Nous voulons simplement et modestement mais très amicalement­ venir en aide à tous ceux qui se risqueront à écrire une chanson, un poème, un monologue en patois de Tournai. Mais nous n’avons nullement l’intention de leur faire un cours complet de versification. Nous nous en tiendrons, au contraire, aux points essentiels qu’il est impossible d’ignorer pour écrire en vers et nous renverrons à quelque ouvrage spécialisé ceux que nous aurons suffisamment intéressés pour susciter leur désir d’en connaître davantage.

 

  1. L E  V E R S  E T  S A  M E S U R E.

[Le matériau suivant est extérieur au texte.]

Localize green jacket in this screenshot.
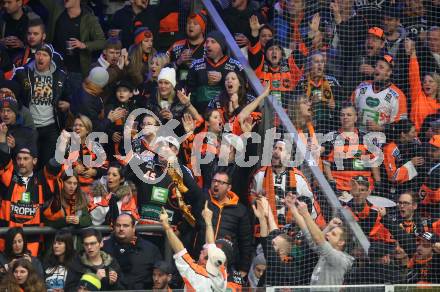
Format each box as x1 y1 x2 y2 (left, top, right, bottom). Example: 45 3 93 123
39 0 105 76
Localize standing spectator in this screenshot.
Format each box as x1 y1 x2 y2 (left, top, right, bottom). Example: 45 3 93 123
43 170 92 229
65 228 123 291
108 0 149 49
0 227 44 277
0 97 38 154
199 171 253 276
103 213 162 290
168 11 207 82
401 0 428 40
186 30 244 112
0 258 46 292
382 119 424 194
72 67 120 132
127 27 156 87
405 38 440 133
289 195 354 288
13 19 64 69
0 125 61 255
0 0 39 56
43 231 75 291
419 135 440 218
13 44 70 168
159 207 228 291
296 51 341 132
40 0 106 90
89 163 139 226
220 0 265 44
322 103 381 193
382 5 406 57
137 52 170 105
91 37 128 101
152 261 173 292
250 140 323 228
351 55 408 133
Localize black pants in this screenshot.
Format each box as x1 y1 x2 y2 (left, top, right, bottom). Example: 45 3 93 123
36 123 59 170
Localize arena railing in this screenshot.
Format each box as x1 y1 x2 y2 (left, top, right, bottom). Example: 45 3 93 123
0 224 173 262
199 0 370 254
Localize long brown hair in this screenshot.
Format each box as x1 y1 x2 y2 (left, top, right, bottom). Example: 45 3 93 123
0 259 47 292
128 42 157 86
60 170 89 211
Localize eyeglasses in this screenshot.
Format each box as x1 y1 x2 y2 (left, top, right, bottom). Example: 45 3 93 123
397 201 413 206
212 179 230 186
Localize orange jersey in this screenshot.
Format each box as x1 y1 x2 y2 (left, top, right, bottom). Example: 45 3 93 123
408 56 440 133
383 142 419 184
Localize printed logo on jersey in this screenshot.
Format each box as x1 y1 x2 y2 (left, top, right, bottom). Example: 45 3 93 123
366 96 380 107
151 186 169 204
10 202 39 223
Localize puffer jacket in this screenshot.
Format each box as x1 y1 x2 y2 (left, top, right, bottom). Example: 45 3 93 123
64 251 124 291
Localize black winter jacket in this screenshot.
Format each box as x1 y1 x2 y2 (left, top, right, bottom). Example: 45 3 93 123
103 235 162 289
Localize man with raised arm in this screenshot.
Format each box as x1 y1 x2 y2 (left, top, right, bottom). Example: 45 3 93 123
159 205 227 292
287 195 354 288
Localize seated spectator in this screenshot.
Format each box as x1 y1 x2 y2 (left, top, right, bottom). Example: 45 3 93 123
77 273 102 291
248 16 303 103
168 11 207 82
137 52 170 105
152 261 173 292
246 253 266 288
351 54 408 133
13 19 63 69
159 207 228 291
322 103 381 193
65 229 123 291
419 135 440 218
91 37 128 101
103 213 162 289
405 38 440 133
407 232 440 284
0 97 37 154
382 119 424 194
0 258 46 292
288 195 354 288
0 129 61 255
0 79 34 129
186 30 244 112
127 27 156 87
296 51 341 132
0 227 43 277
13 44 70 168
72 67 121 132
43 170 92 229
342 176 393 242
89 163 139 226
43 230 75 291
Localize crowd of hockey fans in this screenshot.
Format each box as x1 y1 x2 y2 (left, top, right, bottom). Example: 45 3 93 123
0 0 439 290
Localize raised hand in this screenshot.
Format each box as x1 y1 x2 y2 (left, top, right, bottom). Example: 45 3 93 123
252 198 266 219
182 113 196 133
177 89 191 106
310 13 321 33
297 201 309 216
404 38 416 56
160 207 170 227
202 201 213 223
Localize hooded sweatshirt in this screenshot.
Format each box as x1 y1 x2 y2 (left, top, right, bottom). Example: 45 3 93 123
28 60 57 127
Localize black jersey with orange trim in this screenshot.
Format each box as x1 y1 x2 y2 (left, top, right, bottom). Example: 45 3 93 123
419 162 440 218
186 56 244 112
323 129 375 191
407 254 440 284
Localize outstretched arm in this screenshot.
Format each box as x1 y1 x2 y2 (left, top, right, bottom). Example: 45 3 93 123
160 208 185 253
237 85 270 124
202 201 215 244
297 201 326 245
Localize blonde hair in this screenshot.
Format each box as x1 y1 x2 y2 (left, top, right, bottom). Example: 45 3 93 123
289 95 312 129
425 72 440 100
149 52 170 81
156 81 176 106
75 114 93 133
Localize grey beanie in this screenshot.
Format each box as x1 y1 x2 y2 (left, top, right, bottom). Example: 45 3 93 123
87 67 109 88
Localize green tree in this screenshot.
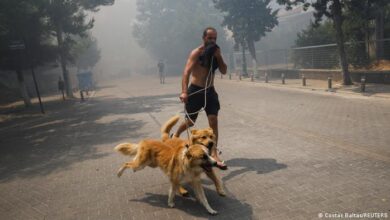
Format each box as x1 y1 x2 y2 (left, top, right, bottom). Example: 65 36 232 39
213 0 278 72
237 42 248 76
132 0 231 74
0 0 55 106
71 34 101 71
45 0 114 97
293 21 338 69
344 1 390 60
294 1 390 69
295 21 336 47
277 0 352 85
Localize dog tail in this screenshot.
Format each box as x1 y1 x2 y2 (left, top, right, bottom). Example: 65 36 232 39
161 115 180 141
114 143 138 156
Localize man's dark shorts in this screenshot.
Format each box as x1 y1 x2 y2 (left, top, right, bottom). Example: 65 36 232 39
185 84 220 121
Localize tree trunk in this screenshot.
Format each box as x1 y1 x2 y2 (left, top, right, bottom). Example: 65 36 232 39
16 70 31 107
56 24 74 97
247 39 257 62
364 1 370 61
365 21 370 60
247 39 258 77
241 43 248 77
332 0 352 85
375 7 384 60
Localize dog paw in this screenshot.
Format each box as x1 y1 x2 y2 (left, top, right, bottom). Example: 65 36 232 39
168 202 175 208
217 189 226 197
208 209 218 215
178 187 189 197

Le vers français n’est ni métrique, ni rythmique; il est SYLLABIQUE, c’est‑à‑dire qu’il se construit non d’après la quantité des syllabes, brèves ou longues, comme le vers latin ou le grec, non d’après leur accentuation, comme le vers allemand ou l’anglais, mais d’après leur nombre.

Il en est exactement de même pour notre vers dialectal.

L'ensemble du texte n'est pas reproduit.